Younger women shop more, but older women spend more – study

Younger women may be more frequent shoppers online and in-store, but older women are more likely to spend more, according to a new study from Enhanced Media Metrics Australia (EMMA).

The Retail Trends and Insights report, ‘Having It All’, revealed discretionary income, time and media preferences all influence the way Australian women shop for clothing, shoes, fashion items and cosmetics.

Women aged 45 to 65 were found to shop less frequently but partake in more leisurely shopping. Older women are more likely to make higher value in-store clothing purchases than the rest of the population. They spend 40% more on clothing in-store than their younger counterparts. The average spend for older women is $180 online and $168 in-store. For younger women, the average spend is $118 and $115 respectively.

Women aged 25 to 35 are seen as ‘commando raiders’ because they shop more often but in shorter bursts than older women. More than half of younger women said they were time pressed because they had young kids at home.

Younger women are also more frequent shoppers online. Up to 50% of their total fashion spend goes to online retailers. In the past year, one in four younger women bought from an Australian online retailers, while one in ten bought from an international outlet.

The most popular fashion retailers for women are Big W, Kmart, David Jones, Target and Myer. Online retailers ASOS, The Iconic and Net-a-Porter are the most popular.

EMMA brand awareness and usage


The report found it was common for consumers to buy online after visiting in-store to select size and colour.

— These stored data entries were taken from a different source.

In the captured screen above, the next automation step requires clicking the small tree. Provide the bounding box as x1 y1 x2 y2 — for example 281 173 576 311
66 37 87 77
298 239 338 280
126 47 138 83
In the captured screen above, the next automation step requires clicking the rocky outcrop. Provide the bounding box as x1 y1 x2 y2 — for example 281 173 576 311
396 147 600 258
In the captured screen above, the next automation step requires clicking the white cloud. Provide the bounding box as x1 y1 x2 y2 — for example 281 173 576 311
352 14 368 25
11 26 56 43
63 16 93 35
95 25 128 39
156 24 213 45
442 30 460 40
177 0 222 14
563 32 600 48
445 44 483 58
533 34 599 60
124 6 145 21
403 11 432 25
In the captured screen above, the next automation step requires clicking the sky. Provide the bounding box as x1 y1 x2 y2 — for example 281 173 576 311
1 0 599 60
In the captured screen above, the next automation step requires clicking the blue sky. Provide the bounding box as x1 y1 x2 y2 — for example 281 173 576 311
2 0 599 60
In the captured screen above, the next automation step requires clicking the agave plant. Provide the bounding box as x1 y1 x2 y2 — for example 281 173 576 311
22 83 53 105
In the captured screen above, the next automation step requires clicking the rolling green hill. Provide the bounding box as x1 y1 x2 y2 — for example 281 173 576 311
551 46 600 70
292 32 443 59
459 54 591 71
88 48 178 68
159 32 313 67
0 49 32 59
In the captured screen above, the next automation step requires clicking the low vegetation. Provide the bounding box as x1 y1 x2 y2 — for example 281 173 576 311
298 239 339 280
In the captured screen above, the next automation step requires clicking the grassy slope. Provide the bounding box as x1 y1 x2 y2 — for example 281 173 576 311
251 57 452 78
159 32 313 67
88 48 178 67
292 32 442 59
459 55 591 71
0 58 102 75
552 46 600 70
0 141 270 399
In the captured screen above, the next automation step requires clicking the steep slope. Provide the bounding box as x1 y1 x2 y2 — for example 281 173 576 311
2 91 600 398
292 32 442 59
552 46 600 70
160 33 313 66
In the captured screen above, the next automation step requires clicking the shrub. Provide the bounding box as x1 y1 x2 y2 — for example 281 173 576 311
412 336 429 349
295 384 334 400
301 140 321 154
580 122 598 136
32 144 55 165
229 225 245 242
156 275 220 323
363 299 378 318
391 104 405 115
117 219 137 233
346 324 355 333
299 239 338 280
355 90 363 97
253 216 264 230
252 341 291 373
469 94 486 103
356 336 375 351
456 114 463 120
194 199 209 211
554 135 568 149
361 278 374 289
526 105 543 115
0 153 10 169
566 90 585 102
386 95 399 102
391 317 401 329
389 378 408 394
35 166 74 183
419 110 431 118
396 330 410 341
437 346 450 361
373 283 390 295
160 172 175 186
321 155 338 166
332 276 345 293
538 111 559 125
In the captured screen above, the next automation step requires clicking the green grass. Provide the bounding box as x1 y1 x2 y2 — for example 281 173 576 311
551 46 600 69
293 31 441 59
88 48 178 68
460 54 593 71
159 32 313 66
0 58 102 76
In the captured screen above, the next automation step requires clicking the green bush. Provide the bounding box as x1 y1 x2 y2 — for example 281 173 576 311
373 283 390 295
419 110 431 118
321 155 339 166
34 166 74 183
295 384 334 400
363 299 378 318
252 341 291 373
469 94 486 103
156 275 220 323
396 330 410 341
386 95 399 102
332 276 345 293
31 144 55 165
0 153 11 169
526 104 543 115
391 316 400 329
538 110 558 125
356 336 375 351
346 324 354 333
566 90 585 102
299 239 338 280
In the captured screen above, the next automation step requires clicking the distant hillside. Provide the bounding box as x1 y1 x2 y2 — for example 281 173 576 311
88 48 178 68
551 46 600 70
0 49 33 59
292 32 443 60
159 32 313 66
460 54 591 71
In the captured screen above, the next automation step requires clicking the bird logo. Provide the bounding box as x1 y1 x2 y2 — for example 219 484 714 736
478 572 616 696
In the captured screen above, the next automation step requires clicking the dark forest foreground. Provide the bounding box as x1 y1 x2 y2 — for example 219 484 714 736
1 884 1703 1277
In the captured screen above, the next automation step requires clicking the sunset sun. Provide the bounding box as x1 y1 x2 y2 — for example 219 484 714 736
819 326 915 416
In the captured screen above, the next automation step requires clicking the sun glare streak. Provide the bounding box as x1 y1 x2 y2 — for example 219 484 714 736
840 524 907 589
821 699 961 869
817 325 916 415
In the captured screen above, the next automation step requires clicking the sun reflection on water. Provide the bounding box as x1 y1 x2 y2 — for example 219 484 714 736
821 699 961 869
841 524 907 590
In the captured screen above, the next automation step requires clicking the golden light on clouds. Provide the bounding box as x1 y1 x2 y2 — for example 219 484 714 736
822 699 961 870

It was equally as common for consumers to research online before going in-store to try on products, or buy with a better discount or immediate use.

Younger women are more likely to seek information, entertainment and advice ‘on the go’. Mobile devices, laptops and large social networks are key influences on the fashion purchases of younger women.


EMMA connected shopper stats


Ipsos MediaCT managing director, Simon Wake, said younger women are “highly receptive to targeted retailer messaging and promotions” due to their hyper-connectivity and love of shopping and its social nature.

Wake said:

“Public space WiFi services will further provide the means to reach consumers at the optimum time. Combined with imaginative use of social media and geo-locational mobile apps, retailers can take advantage of the higher frequency shopping and media habits of young Australian women to engage these consumers wherever they are – in-store, out and about and online.”